= Randy Sharp =

American singer-songwriter

Randy Sharp is an American, three time Grammy Award winning singer/songwriter, guitarist and producer. He has major success in many genre of music with his greatest successes in Pop, Country, and Alternative. He has composed for film and television as well. Over the past 40 years Sharp has been signed as an artist to major record labels as well as producing in the Pop, Alternative and Country genres. His songs have been recorded by artists including Linda Ronstadt, Art Garfunkel, Blood Sweat and Tears, Delaney Bramlett, Glen Campbell, Exile, Anne Murray, Restless Heart, Reba McEntire, Alabama, The Oak Ridge Boys, Holly Dunn, Tanya Tucker, Edgar Winter, Clay Walker, Kathy Mattea, Dixie Chicks, Kenny Rogers, and Emmylou Harris, as well as his daughter, singer-songwriter-artist Maia Sharp.

As a writer Sharp's publishing associations have been Gee Sharp Music/Albert Hall Music in the 1970s, Warner Brothers Music Publishing in the 1980s and his own With Any Luck Music which he opened in 1988 which became part of Wind Swept Pacificin 1995. As an artist he has been signed to major label contracts including RCA Equinox Records, Mercury Records and Nautilus Records. He was given the honor of recording a direct to disc project. That project included Pop/Rock legendary bands such as Toto, backing him for the live studio limited release recording, which he produced with Doug Gilmore.

In the 1990s, Sharp contributed to the Speechless movie soundtrack as well as Follow That Bird soundtrack in the 1980s for which he won a Grammy Award. His production credits include Exile’s Still Standing and Justice albums for Arista Records, Maia Sharp's debut album Hardly Glamour as well as her self-titled follow up album Maia Sharp. He also produced his own duet album for Mercury Records with Karen Brooks entitled That's Another Story (1992).

Currently he has repurchased some of the With Any Luck Music/Randy Sharp Music Publishing titles, and is well on his way to building With Any Luck Music Publishing and Randy Sharp Music Publishing boasting of more than 700 songs to their credit.

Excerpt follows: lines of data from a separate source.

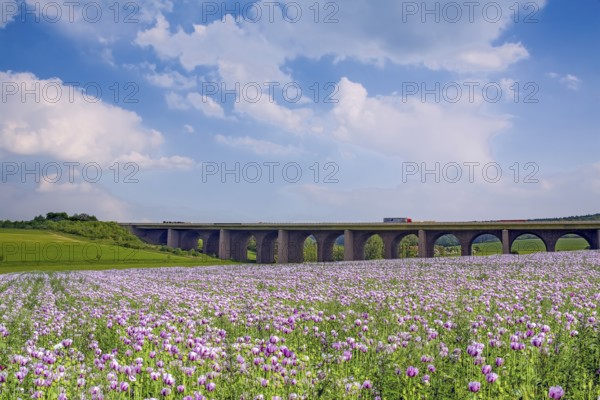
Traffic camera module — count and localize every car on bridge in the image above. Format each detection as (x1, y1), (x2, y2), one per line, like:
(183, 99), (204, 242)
(383, 217), (412, 223)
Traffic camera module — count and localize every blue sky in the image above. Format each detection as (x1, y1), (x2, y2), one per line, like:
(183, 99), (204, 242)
(0, 0), (600, 222)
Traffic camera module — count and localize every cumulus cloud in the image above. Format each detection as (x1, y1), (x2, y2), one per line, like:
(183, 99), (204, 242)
(215, 135), (302, 156)
(135, 0), (546, 83)
(547, 72), (581, 90)
(0, 179), (135, 221)
(330, 78), (510, 162)
(0, 0), (19, 29)
(0, 71), (193, 167)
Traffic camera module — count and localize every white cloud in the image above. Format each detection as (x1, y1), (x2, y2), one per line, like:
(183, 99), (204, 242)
(546, 72), (581, 90)
(187, 93), (225, 118)
(560, 74), (581, 90)
(234, 95), (318, 134)
(135, 0), (546, 85)
(165, 92), (190, 110)
(0, 180), (135, 221)
(116, 151), (196, 170)
(281, 159), (600, 221)
(144, 64), (196, 90)
(0, 0), (19, 29)
(0, 72), (190, 165)
(215, 135), (302, 156)
(329, 78), (510, 162)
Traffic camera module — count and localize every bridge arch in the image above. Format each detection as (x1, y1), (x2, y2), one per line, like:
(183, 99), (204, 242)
(510, 231), (554, 254)
(384, 231), (419, 258)
(432, 232), (467, 257)
(469, 232), (502, 256)
(555, 231), (594, 251)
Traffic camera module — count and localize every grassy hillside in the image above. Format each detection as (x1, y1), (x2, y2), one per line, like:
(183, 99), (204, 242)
(0, 229), (230, 273)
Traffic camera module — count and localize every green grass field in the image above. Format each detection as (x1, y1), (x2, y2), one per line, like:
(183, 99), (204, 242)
(0, 229), (232, 273)
(473, 237), (588, 255)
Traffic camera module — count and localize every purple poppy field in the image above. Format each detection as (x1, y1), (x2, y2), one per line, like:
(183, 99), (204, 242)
(0, 251), (600, 400)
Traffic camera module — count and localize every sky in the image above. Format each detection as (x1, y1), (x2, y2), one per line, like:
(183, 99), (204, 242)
(0, 0), (600, 222)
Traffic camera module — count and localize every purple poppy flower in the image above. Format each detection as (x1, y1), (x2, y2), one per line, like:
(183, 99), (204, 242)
(469, 382), (481, 393)
(548, 386), (565, 399)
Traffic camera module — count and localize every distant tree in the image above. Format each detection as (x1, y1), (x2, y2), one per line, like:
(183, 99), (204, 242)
(69, 213), (98, 221)
(46, 212), (69, 222)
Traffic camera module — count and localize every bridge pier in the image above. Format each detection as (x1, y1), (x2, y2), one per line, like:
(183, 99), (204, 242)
(277, 229), (290, 264)
(253, 232), (277, 264)
(219, 229), (231, 260)
(344, 229), (354, 261)
(502, 229), (510, 254)
(167, 228), (181, 249)
(418, 229), (433, 258)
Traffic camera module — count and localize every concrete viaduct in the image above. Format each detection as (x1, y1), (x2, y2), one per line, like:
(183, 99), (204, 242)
(121, 221), (600, 264)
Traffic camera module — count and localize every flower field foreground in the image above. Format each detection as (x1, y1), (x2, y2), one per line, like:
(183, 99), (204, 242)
(0, 251), (600, 400)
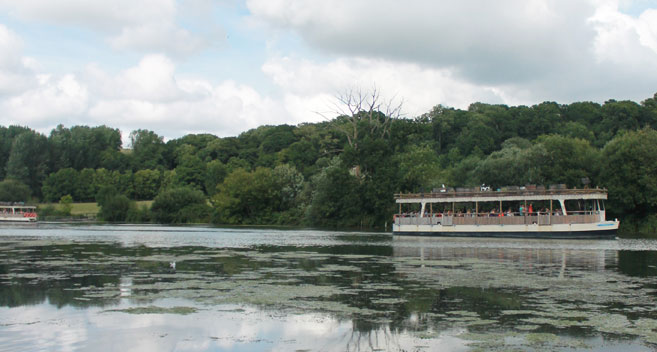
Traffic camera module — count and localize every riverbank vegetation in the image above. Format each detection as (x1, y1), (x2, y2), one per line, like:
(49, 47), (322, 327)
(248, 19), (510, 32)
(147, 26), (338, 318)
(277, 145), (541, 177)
(0, 92), (657, 233)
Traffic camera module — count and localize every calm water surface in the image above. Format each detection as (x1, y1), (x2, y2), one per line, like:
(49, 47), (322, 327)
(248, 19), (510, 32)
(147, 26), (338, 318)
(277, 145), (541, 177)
(0, 224), (657, 351)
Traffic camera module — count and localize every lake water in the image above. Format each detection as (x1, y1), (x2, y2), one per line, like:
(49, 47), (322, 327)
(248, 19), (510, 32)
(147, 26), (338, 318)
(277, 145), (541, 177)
(0, 224), (657, 351)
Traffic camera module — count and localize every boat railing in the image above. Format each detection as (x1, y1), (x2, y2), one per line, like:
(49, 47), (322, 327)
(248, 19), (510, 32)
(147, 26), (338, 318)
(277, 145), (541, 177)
(395, 211), (600, 226)
(394, 188), (607, 199)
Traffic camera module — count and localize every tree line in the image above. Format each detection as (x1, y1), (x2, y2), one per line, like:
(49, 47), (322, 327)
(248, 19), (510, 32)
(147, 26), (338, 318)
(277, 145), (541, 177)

Most recently he has written and produced in his Los Angeles Kaweah Recording Studios and for his With Any Luck Music Publishing/Randy Sharp Music Publishing. Randy and Dave Kinnoin have just released a children's album entitled "Calling All The Elephants" which has received wonderful reviews from John Wood and a First All Star Endorsement from Kids First Music.